Le risque d’un accord microfissuré
Fumée blanche dans le ciel de Doel et de Tihange. Après des mois de tergiversations et de discussions avec Engie, le gouvernement tient enfin un premier accord pour prolonger de dix ans l’exploitation de Tihange 3 et Doel 4, les réacteurs les plus récents de notre parc nucléaire.
Publié le 09-01-2023 à 21h40 - Mis à jour le 11-01-2023 à 12h57
:focal(370x316:380x306)/cloudfront-eu-central-1.images.arcpublishing.com/ipmgroup/XWOBNASDGRBR7L25W6OKHZM6ZY.png)
Un accord ? Plus exactement un projet d’accord, car Engie va encore faire durer le suspense avant de placer sa signature définitive en bas du contrat de mariage.
Et pour cause, l’énergéticien français a obtenu de l’exécutif ce dont il rêvait depuis des années: un plafonnement du coût inhérent au futur traitement des déchets nucléaires. Et il compte bien attendre la fixation des paramètres techniques et financiers, avant de s’engager définitivement.
Pour le Premier ministre Alexander De Croo, la volonté d’Engie d’obtenir ce plafonnement était "légitime". Certes, mais cette limitation très singulière du sacro-saint principe de "pollueur-payeur" fait désormais reposer un risque sur la tête des futurs contribuables.
Ce plafonnement du passif nucléaire, c’est en fait l’incroyable prix à payer pour le manque d’anticipation qui a caractérisé la politique énergétique de la Belgique durant ces vingt dernières années. Depuis le vote de la loi de sortie du nucléaire en 2003, notre pays s’est démarqué par une absence de stratégie énergétique à long terme.
Ce "deal" avec Engie, c’est aussi la douloureuse facture d’une cécité qui a touché toute l’Europe.
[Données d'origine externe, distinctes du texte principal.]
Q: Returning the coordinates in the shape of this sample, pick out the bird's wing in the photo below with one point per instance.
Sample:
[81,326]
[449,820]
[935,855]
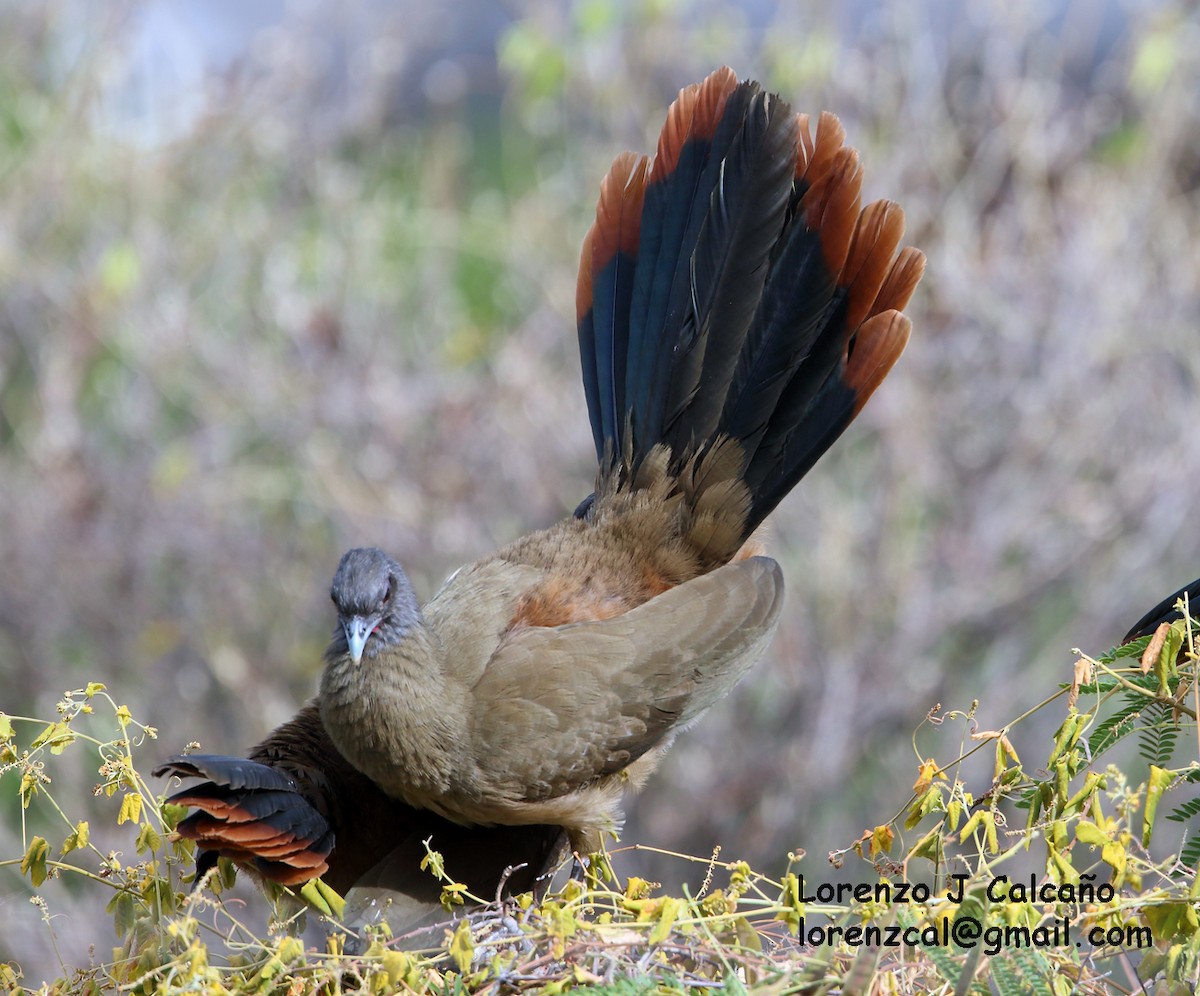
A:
[1164,612]
[559,707]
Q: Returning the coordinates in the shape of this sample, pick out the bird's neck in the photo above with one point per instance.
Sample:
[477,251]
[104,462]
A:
[396,715]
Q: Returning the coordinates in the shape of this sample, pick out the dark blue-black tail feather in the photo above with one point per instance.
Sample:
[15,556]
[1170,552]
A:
[753,299]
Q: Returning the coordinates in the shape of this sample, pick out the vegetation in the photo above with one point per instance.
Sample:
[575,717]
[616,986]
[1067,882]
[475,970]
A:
[324,297]
[911,906]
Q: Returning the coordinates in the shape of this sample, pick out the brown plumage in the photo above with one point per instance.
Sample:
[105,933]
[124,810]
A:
[736,310]
[294,809]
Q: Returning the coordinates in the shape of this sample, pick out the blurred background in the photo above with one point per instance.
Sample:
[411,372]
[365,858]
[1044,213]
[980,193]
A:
[285,277]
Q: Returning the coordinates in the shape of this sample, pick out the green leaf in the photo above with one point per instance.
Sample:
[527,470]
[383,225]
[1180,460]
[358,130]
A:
[462,947]
[34,863]
[1159,778]
[667,915]
[78,838]
[131,809]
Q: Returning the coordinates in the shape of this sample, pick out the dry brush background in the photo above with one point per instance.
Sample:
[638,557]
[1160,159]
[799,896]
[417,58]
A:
[325,298]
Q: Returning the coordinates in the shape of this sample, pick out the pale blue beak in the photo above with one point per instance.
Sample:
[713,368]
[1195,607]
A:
[358,630]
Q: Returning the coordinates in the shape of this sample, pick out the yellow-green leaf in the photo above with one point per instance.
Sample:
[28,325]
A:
[881,840]
[666,921]
[57,735]
[78,838]
[1115,856]
[793,910]
[34,863]
[1159,778]
[149,839]
[131,809]
[462,947]
[435,864]
[323,898]
[1089,833]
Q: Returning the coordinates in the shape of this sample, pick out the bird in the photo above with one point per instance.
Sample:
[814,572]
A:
[736,309]
[1163,612]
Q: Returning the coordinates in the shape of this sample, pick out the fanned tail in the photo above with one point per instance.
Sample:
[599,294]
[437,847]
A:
[735,289]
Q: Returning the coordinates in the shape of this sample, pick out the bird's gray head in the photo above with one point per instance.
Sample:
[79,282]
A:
[376,605]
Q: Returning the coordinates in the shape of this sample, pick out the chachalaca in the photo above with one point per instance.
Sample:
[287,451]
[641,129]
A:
[736,310]
[1165,612]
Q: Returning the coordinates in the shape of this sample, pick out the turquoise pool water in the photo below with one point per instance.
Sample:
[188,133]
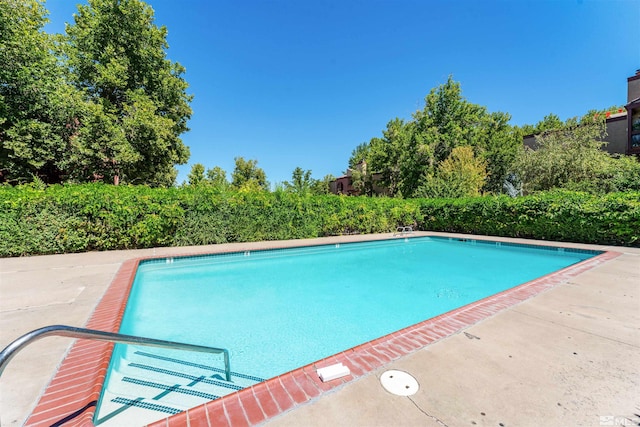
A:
[278,310]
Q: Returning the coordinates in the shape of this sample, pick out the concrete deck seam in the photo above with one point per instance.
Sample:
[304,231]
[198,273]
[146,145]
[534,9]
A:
[576,329]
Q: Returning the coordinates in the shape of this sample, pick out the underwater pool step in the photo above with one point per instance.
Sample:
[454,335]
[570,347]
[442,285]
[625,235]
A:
[147,386]
[197,365]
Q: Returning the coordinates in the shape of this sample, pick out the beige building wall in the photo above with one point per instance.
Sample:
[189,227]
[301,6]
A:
[617,135]
[633,87]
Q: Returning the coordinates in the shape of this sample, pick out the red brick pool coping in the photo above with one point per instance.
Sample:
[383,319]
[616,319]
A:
[71,397]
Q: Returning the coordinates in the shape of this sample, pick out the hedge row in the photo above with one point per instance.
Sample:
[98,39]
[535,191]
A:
[89,217]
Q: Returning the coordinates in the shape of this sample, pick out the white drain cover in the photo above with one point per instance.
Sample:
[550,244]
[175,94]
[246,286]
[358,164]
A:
[399,383]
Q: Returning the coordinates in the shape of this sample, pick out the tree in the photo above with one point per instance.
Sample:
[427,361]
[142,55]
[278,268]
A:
[409,153]
[461,174]
[301,181]
[217,177]
[196,176]
[247,175]
[38,109]
[138,105]
[322,186]
[359,154]
[564,157]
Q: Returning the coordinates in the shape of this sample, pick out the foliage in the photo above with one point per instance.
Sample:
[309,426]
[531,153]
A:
[560,215]
[303,183]
[137,101]
[573,158]
[38,109]
[248,176]
[409,153]
[35,219]
[459,175]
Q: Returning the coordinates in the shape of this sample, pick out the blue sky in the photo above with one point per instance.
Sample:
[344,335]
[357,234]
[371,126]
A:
[301,83]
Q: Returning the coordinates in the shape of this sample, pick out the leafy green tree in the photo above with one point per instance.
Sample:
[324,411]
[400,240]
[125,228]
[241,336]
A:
[301,181]
[409,152]
[196,175]
[138,101]
[461,174]
[564,157]
[217,177]
[448,120]
[38,110]
[247,175]
[358,155]
[322,186]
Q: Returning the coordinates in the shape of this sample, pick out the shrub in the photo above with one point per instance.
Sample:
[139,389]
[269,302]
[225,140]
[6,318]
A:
[75,218]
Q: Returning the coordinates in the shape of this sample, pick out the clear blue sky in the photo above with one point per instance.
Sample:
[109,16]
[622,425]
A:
[302,83]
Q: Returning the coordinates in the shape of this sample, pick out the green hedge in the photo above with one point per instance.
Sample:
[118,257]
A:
[76,218]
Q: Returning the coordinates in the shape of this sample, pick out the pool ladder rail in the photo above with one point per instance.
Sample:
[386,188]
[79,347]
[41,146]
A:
[403,230]
[72,332]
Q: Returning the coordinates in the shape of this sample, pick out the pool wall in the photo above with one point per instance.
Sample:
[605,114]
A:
[71,397]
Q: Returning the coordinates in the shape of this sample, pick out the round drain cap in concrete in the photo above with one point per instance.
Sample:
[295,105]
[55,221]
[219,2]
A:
[399,383]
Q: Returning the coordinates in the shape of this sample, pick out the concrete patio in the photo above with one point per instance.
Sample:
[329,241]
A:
[568,356]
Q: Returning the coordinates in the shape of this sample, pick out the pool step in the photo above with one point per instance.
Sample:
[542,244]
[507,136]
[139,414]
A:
[147,387]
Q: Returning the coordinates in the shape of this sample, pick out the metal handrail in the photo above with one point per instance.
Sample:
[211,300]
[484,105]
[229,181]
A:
[69,331]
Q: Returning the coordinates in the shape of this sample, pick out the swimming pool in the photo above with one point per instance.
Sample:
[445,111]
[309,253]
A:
[361,292]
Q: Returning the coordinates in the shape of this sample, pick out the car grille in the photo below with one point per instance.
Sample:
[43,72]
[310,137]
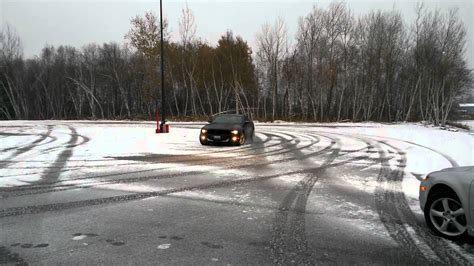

Car si le marché libéralisé de l’énergie a permis à certains producteurs de s’octroyer de plantureux bénéfices, il s’est illustré par son incapacité à générer de nouveaux outils de production. Une anomalie qui n’effrayait pourtant pas grand monde.
Enfin, si la sécurité d’approvisionnement semble désormais assurée jusqu’en 2036, la Belgique devra impérativement changer de méthode. Espérons que le constat d’une responsabilité collective dans cet échec de deux décennies permettra d’engager notre pays sur la voie d’une véritable stratégie énergétique pour les cinquante prochaines années. Si tel n’était pas le cas, cet accord de janvier 2023 apparaîtrait rapidement comme étant… microfissuré.